Le héros de ce roman, Cyril Duša, est un paysan d'un village morave. Il a soixante ans. Il est entré à l'hôpital et a dû y passer un séjour assez long, et un jour le médecin lui a dit qu'il peut sortir et retourner vivre chez lui… Mais Cyril Duša, ne saute pas de joie à l'annonce de cette nouvelle ! Est-ce qu'on le laisse quitter l'hôpital parce qu'on ne peut plus rien faire pour lui ? Peut-être est-il condamné ? Peut-être est-il atteint d'un cancer ?

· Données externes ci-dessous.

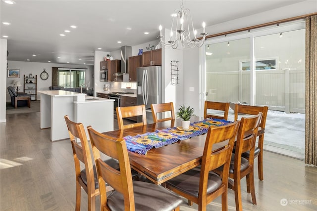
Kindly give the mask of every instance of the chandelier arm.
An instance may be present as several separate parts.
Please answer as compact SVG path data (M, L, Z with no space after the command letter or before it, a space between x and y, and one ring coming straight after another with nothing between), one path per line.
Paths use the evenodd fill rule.
M194 28L194 23L193 22L193 19L190 12L190 10L188 8L184 8L183 0L181 1L180 10L175 9L174 10L174 14L177 13L177 15L176 18L175 18L175 16L173 16L172 25L171 27L171 35L169 37L170 39L168 41L164 41L163 40L164 36L161 35L160 33L160 35L158 36L159 38L159 42L162 46L171 46L173 49L178 48L179 47L182 49L185 48L185 44L186 44L190 48L193 48L195 46L198 46L201 47L204 44L204 43L206 40L206 36L208 35L208 33L205 32L205 23L203 23L203 27L204 30L202 33L200 35L203 36L201 39L197 39L197 31L195 32L195 28ZM187 27L184 26L185 24L185 20L186 20L186 24L187 24ZM176 24L174 23L174 21L176 19ZM179 23L178 23L179 22ZM190 23L190 22L191 23ZM180 28L178 29L179 26ZM175 30L173 30L173 28L176 24L176 28ZM191 25L192 30L190 30L190 25ZM186 30L184 29L186 29ZM161 28L160 26L160 29L161 30ZM175 32L175 37L174 37L174 32ZM196 32L196 33L195 33ZM191 34L192 34L194 38L191 38ZM173 40L174 39L174 40Z

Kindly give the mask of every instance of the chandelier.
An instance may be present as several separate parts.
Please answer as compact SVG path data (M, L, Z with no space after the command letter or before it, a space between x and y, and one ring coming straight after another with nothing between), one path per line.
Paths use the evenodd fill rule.
M194 28L190 11L189 9L184 8L183 0L180 4L180 10L176 9L173 15L169 40L165 42L163 40L164 36L162 35L162 26L159 25L159 35L158 36L158 38L159 39L159 43L165 46L172 46L173 49L177 48L179 44L182 48L185 48L186 47L186 43L190 48L193 48L195 46L198 47L203 46L206 37L208 35L205 32L206 23L203 22L203 33L200 34L203 38L198 39L196 37L197 31ZM187 26L184 26L186 24ZM173 29L174 26L175 27ZM174 36L173 31L176 32Z

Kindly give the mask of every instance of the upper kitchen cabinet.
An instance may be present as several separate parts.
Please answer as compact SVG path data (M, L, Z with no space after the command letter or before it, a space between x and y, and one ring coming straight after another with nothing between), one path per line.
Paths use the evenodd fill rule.
M100 70L107 70L106 74L107 74L106 78L108 81L111 79L111 61L102 61L100 62Z
M122 82L122 75L117 74L121 73L121 60L115 59L111 60L111 82Z
M110 70L110 60L102 61L100 62L100 70Z
M130 56L128 63L128 72L131 82L137 81L137 68L142 67L141 55Z
M162 49L149 50L142 54L142 67L161 66L162 65Z

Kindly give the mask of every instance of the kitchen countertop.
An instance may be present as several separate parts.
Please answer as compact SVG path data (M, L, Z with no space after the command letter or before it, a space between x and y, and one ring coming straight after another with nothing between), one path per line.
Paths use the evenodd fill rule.
M114 101L114 100L112 99L104 98L103 97L93 97L92 96L86 96L85 98L85 101L74 101L74 103L90 103L111 101Z
M68 96L78 96L82 94L78 92L74 92L73 91L65 91L64 90L48 90L38 91L38 93L44 94L48 95L53 96L54 97L63 97Z

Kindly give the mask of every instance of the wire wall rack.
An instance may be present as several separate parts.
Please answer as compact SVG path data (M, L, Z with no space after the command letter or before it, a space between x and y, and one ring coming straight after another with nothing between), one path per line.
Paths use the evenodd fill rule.
M172 60L170 61L170 83L172 85L179 84L178 83L178 61Z

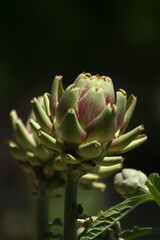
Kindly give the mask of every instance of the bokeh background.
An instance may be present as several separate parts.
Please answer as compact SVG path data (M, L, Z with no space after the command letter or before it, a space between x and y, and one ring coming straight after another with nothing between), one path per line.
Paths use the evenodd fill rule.
M66 87L82 71L113 79L138 96L129 129L143 123L148 141L125 154L125 167L160 173L160 1L3 1L0 7L0 237L33 239L32 188L14 164L5 141L12 138L9 111L24 121L30 99L49 92L53 77ZM86 212L96 214L120 202L113 177L103 194L80 194ZM86 196L86 195L85 195ZM57 209L58 200L56 203ZM60 206L59 211L63 208ZM56 214L59 214L59 211ZM31 217L32 216L32 217ZM138 207L123 227L159 226L155 203ZM158 240L160 236L142 239Z

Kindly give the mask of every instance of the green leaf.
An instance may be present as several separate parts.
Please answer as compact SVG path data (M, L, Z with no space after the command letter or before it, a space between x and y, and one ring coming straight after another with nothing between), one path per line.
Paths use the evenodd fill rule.
M122 219L138 205L152 201L152 194L143 194L128 198L120 204L111 207L91 223L78 237L78 240L91 240Z
M120 237L124 238L125 240L131 240L137 237L141 237L141 236L149 235L153 233L160 233L160 228L153 228L153 227L140 228L138 226L135 226L133 229L124 230L120 234Z
M158 173L152 173L149 175L148 180L146 181L146 186L152 193L156 203L160 206L160 176Z

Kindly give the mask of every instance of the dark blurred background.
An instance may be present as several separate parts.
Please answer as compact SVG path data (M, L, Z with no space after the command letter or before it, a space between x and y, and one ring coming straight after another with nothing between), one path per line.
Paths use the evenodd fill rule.
M1 3L1 239L30 240L34 234L30 182L14 164L4 143L13 137L9 111L16 108L26 121L30 99L49 92L55 74L64 76L64 87L82 71L107 75L113 79L115 90L123 88L128 95L138 96L129 130L143 123L148 141L125 154L124 166L141 169L146 174L160 173L159 13L159 0ZM96 203L93 214L122 200L112 190L112 181L113 178L108 181L105 193L93 194ZM111 195L108 197L107 193ZM84 199L88 208L89 201ZM160 209L156 204L145 204L122 223L123 227L135 224L160 227ZM152 237L158 239L159 236Z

Il est assez persuadé qu'il n'en a plus pour très longtemps et voudrait justement savoir combien de temps lui reste à vivre. Il questionne le médecin sur le ton de la révolte. Il ne se serait pas permis de s'adresser à un docteur de cette manière-là avant ! Il se demande si c'est la maladie qui l'a ainsi transformé… C'est comme si, à un moment donné, il s'était abstrait de lui-même…
Notre héros en vient à se poser des questions sur sa propre existence. Il n'est pas pressé de se retrouver chez lui avec sa femme qu'il n'aime pas. Cela le rebute, l'affecte. On le sent méfiant, prudent, craintif même.
Il se demande comment il en est arrivé là dans sa vie, à n'être qu'un homme trop placide, qui vit une vie sans joie. C'est comme s'il s'en était jusqu'ici contenté et cela le rend très amer.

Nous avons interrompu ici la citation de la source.